Las alertas se multiplican en el sector agropecuario colombiano. El Centro Europeo de Pronósticos Meteorológicos proyecta un posible Súper El Niño para el segundo semestre de este año, con temperaturas que podrían alcanzar anomalías cercanas a los 2,5 °C en octubre. Si las proyecciones se confirman, estaríamos ante uno de los episodios más intensos de la historia, equiparable o incluso superior a los de 1982, 1997 y 2015. El fenómeno ocurre cuando extensas franjas del océano Pacífico ecuatorial se calientan por encima de sus valores normales, desencadenando efectos en cascada en el clima global.
Para el sector ganadero, esto representa un riesgo considerable. Las sequías históricamente asociadas a El Niño afectan directamente la productividad, la disponibilidad de alimento y el bienestar de vacas lecheras y de carne. Pero expertos como Juan Gonzalo Botero Botero, exviceministro de Asuntos Agropecuarios, subrayan que la planificación anticipada es la mejor defensa. Su recomendación central: elaborar reservas ahora.
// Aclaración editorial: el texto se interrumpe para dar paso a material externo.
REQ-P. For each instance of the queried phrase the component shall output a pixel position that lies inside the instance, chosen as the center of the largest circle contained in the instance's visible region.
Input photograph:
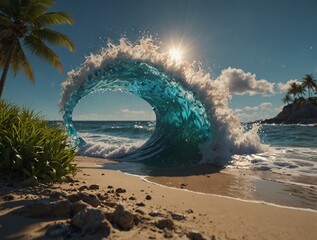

Específicamente, ensilaje de maíz, forrajes y leguminosas que funcionen como colchón en los periodos críticos. A esto se suma la producción de heno, henolaje y bancos de proteína, herramientas técnicas para enfrentar la escasez de pasto cuando las lluvias mengüen.
El agua es el otro frente crítico. Botero insiste en la construcción de pozos profundos, mientras que técnicamente se plantea la adecuación de bebederos, recuperación de reservorios y almacenamiento eficiente. Los ganaderos deben aprovechar las lluvias actuales para captar y guardar agua. José De Silvestri Pájaro, gerente técnico de Fedegan, añade un paso previo fundamental: hacer un inventario del hato, evaluar cuánto forraje se tiene disponible y priorizar animales estratégicos como vacas en producción o vientres preñados. La venta anticipada de ejemplares improductivos puede aliviar la carga del sistema durante la escasez.
En lechería, la estrategia incluye ajustar la suplementación energética y proteica para mantener la condición corporal de las vacas y evitar caídas abruptas en producción. En sistemas de carne, toca evaluar ciclos productivos y eficiencia, priorizando animales con mejor desempeño. El manejo del estrés térmico también es decisivo: implementar sistemas silvopastoriles, establecer árboles de sombra en potreros y ajustar horarios de pastoreo hacia las horas de menor radiación solar.
Finalmente, está el fortalecimiento sanitario. Durante sequías, los animales se vuelven más susceptibles a enfermedades. Por eso Fedegan recomienda implementar planes sanitarios preventivos, hacer suplementación mineral estratégica y monitorear permanentemente el estado corporal y comportamiento del hato. En resumen: quien quiera proteger su ganado del Fenómeno de El Niño proyectado no tiene tiempo que perder. La ventana de preparación es ahora.